De ahí que las sucesivas inspecciones de Moonbloom —funcionando como antena parabólica que registra las parábolas de sus arrendatarios— tengan un cierto aire mítico, como de estampas casi bíblicas, de peregrinaciones y bienaventuranzas y, finalmente, de milagros y reparaciones predicadas casi con ese mismo ritmo de puertas que se abren y se cierran tan característico de sitcoms televisivas y edilicias Made in USA como Friends o Seinfeld.
Y claro: a nadie puede escapársele el muy revelador y cristiano detalle de que Moonbloom tiene treinta y tres años de edad y que es virgen y que —como bien apunta Eggers— «siente tanto repulsión como amor infinito por su rebaño». Igual de atendible es el hecho que, cerca del final, Moonbloom experimente una epifanía en la que siente que ya no es más quien era, que es alguien nuevo y diferente.
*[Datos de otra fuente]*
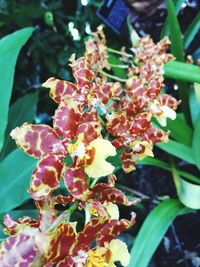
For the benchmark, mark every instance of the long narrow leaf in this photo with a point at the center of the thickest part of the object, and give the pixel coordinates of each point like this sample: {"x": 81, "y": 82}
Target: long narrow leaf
{"x": 166, "y": 28}
{"x": 196, "y": 143}
{"x": 9, "y": 50}
{"x": 15, "y": 173}
{"x": 192, "y": 31}
{"x": 194, "y": 106}
{"x": 178, "y": 150}
{"x": 23, "y": 110}
{"x": 153, "y": 230}
{"x": 163, "y": 165}
{"x": 178, "y": 51}
{"x": 182, "y": 71}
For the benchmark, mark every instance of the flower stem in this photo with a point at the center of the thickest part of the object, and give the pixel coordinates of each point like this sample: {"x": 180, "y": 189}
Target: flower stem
{"x": 119, "y": 52}
{"x": 112, "y": 76}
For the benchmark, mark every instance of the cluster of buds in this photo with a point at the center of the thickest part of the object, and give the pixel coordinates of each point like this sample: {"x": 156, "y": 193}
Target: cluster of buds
{"x": 95, "y": 120}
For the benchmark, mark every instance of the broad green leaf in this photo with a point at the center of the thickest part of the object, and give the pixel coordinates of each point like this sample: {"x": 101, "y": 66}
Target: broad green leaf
{"x": 15, "y": 173}
{"x": 175, "y": 32}
{"x": 196, "y": 143}
{"x": 189, "y": 194}
{"x": 153, "y": 230}
{"x": 119, "y": 72}
{"x": 192, "y": 30}
{"x": 194, "y": 106}
{"x": 166, "y": 27}
{"x": 167, "y": 166}
{"x": 179, "y": 150}
{"x": 182, "y": 71}
{"x": 185, "y": 135}
{"x": 23, "y": 110}
{"x": 15, "y": 214}
{"x": 178, "y": 51}
{"x": 134, "y": 37}
{"x": 9, "y": 50}
{"x": 197, "y": 92}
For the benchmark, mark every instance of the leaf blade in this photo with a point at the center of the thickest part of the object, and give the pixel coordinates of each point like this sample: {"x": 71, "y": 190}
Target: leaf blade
{"x": 23, "y": 110}
{"x": 153, "y": 229}
{"x": 10, "y": 46}
{"x": 15, "y": 172}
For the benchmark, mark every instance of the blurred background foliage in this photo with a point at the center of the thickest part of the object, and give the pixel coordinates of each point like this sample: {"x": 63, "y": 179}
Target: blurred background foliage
{"x": 61, "y": 29}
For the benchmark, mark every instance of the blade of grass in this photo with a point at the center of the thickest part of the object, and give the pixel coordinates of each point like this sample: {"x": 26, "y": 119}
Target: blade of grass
{"x": 166, "y": 29}
{"x": 178, "y": 52}
{"x": 153, "y": 230}
{"x": 163, "y": 165}
{"x": 192, "y": 31}
{"x": 182, "y": 71}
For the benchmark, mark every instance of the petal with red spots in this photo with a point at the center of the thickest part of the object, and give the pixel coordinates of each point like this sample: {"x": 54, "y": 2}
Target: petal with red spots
{"x": 18, "y": 250}
{"x": 85, "y": 238}
{"x": 75, "y": 180}
{"x": 112, "y": 229}
{"x": 128, "y": 164}
{"x": 61, "y": 241}
{"x": 90, "y": 130}
{"x": 66, "y": 120}
{"x": 37, "y": 140}
{"x": 154, "y": 135}
{"x": 111, "y": 194}
{"x": 60, "y": 89}
{"x": 46, "y": 176}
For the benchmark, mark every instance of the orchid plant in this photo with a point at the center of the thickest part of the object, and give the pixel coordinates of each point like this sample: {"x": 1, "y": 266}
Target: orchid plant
{"x": 98, "y": 117}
Pero también está claro que estas últimas páginas —entendidas por un crítico como «entre las más edificantes y ennoblecedoras jamás escritas por un gran talento»— no alcanzan a revelarnos si lo que ha nacido es un mesías o un mártir.
SIETE. Y el contrato de la vida no deja de consumirse y las cañerías hacen ruido y las paredes se agrietan y la muerte es la gran desalojadora. Y mientras tanto y hasta entonces —rezando porque no fallen las calderas ni se vengan abajo los techos—, aquí y ahora, antes de subir las escaleras, para terminar, podemos pensar en Edward Lewis Wallant como en un narrador inequívocamente instalado en la tradición judía pero, también, como en una de esas bizarras y agradecibles aberraciones liminares: un escritor bisagra —un realista raro— haciendo lo suyo entre dos épocas, justo en ese pasillo que separa a la sala del comedor.
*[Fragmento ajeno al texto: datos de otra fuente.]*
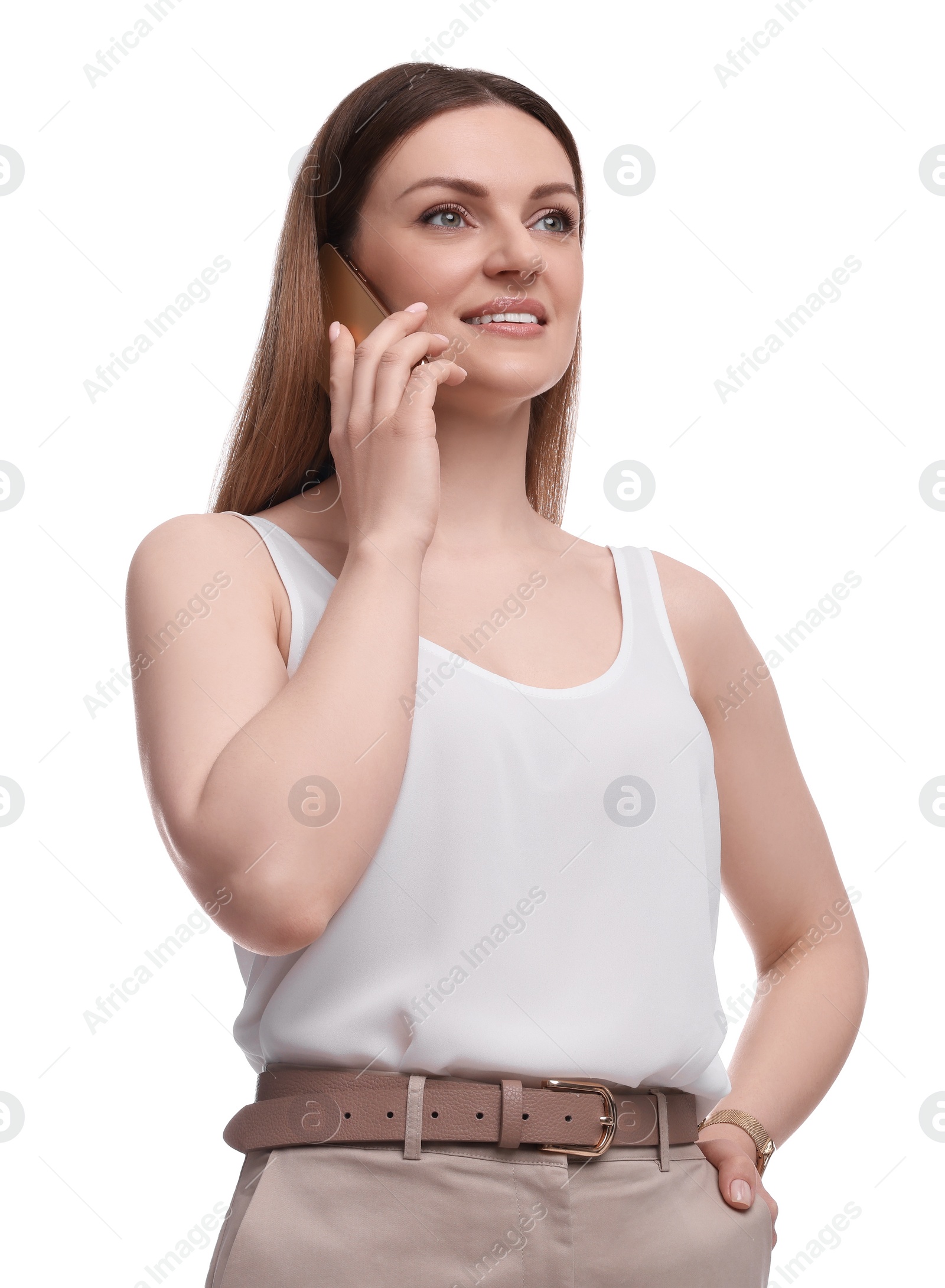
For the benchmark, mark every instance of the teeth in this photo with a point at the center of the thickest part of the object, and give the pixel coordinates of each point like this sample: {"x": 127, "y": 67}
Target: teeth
{"x": 503, "y": 317}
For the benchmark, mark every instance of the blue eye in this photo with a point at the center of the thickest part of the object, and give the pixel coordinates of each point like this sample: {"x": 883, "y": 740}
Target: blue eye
{"x": 445, "y": 219}
{"x": 555, "y": 222}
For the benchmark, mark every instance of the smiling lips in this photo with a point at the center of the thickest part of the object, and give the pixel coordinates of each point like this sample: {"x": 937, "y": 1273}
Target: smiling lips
{"x": 513, "y": 317}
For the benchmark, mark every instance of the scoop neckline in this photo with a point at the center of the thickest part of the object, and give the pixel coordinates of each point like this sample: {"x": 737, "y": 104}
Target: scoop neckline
{"x": 600, "y": 682}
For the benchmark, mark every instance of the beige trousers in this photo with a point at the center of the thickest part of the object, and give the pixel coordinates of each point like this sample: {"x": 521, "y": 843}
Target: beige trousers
{"x": 465, "y": 1215}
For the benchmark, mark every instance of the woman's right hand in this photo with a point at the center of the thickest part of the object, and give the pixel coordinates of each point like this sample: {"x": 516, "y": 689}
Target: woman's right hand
{"x": 384, "y": 432}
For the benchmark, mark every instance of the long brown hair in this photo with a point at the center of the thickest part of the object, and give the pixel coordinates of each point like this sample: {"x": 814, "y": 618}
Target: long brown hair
{"x": 280, "y": 437}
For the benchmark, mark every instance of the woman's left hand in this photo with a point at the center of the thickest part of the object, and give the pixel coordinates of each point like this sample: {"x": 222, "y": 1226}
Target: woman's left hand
{"x": 738, "y": 1178}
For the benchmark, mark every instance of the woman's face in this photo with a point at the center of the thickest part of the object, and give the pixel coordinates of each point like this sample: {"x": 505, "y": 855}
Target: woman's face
{"x": 475, "y": 214}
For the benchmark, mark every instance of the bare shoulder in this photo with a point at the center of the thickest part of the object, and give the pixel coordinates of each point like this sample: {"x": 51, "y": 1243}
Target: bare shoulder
{"x": 710, "y": 634}
{"x": 190, "y": 542}
{"x": 191, "y": 552}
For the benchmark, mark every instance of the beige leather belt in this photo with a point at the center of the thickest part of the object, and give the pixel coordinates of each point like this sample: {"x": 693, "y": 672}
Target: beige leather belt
{"x": 298, "y": 1105}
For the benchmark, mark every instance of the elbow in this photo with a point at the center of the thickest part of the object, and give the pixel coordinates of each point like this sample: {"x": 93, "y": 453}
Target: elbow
{"x": 278, "y": 935}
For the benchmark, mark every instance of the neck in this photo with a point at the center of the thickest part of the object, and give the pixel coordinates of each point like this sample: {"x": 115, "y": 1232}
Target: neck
{"x": 482, "y": 473}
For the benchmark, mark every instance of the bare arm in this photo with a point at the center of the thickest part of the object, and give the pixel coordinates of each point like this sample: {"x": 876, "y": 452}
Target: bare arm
{"x": 778, "y": 874}
{"x": 227, "y": 740}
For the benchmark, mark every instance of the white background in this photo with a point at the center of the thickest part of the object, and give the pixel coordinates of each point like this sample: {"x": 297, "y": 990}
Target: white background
{"x": 764, "y": 186}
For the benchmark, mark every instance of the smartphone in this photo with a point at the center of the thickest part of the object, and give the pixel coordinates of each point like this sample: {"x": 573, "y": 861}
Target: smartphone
{"x": 348, "y": 299}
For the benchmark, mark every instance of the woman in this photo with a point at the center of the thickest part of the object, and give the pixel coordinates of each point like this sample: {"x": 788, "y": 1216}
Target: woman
{"x": 462, "y": 788}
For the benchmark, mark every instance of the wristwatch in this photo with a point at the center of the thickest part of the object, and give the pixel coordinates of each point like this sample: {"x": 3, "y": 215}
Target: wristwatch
{"x": 761, "y": 1136}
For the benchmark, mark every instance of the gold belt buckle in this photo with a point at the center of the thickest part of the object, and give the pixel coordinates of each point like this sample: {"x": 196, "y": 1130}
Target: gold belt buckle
{"x": 608, "y": 1121}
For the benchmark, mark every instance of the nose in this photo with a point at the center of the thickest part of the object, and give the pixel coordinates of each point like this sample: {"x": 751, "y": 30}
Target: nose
{"x": 513, "y": 253}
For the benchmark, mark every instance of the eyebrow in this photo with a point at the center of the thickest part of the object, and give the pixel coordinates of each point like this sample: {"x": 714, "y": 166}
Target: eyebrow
{"x": 478, "y": 190}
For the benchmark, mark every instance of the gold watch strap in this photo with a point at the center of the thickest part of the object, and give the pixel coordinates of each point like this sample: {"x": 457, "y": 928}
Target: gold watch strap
{"x": 764, "y": 1146}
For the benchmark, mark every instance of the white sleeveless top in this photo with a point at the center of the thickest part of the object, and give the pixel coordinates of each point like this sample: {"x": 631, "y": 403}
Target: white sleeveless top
{"x": 545, "y": 899}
Pensar en Wallant como en el eslabón perdido entre los pícaros callejeros de Isaac Bashevis Singer, Henry Roth, el ya citado Bernard Malamud y las bestias domésticas pero no domesticadas de Saul Bellow, Joseph Heller, Bruce Jay Friedman y Philip Roth aullando a la vuelta de la esquina.
Pensar en Wallant como en el hermano East Coast de Nathanael West: ese otro pastor de seres desesperados y tiernos y monstruosos en Miss Lonelyhearts y en El día de la langosta.
Pensar en Los inquilinos de Moonbloom como en una pequeña e inmensa novela, como en un libro alegremente triste o tristemente alegre.
Pensar en su sufrido protagonista como en un antepasado directo y muy cercano del representante de actores Danny Rose creado por Woody Allen.
Pensar en que ahora sólo queda leerlo y después sentarse a esperar a que, por favor, lo descubra y lo filme Wes Anderson con los mismos colores y el mismo amor por los detalles que ya demostró en Rushmore, The Royal Tenenbaums y The Life Aquatic with Steve Zissou.
Y pensar que, entonces, Norman Moonbloom sólo podrá tener el rostro triste y la voz vencida y la mirada sabia de Bill Murray.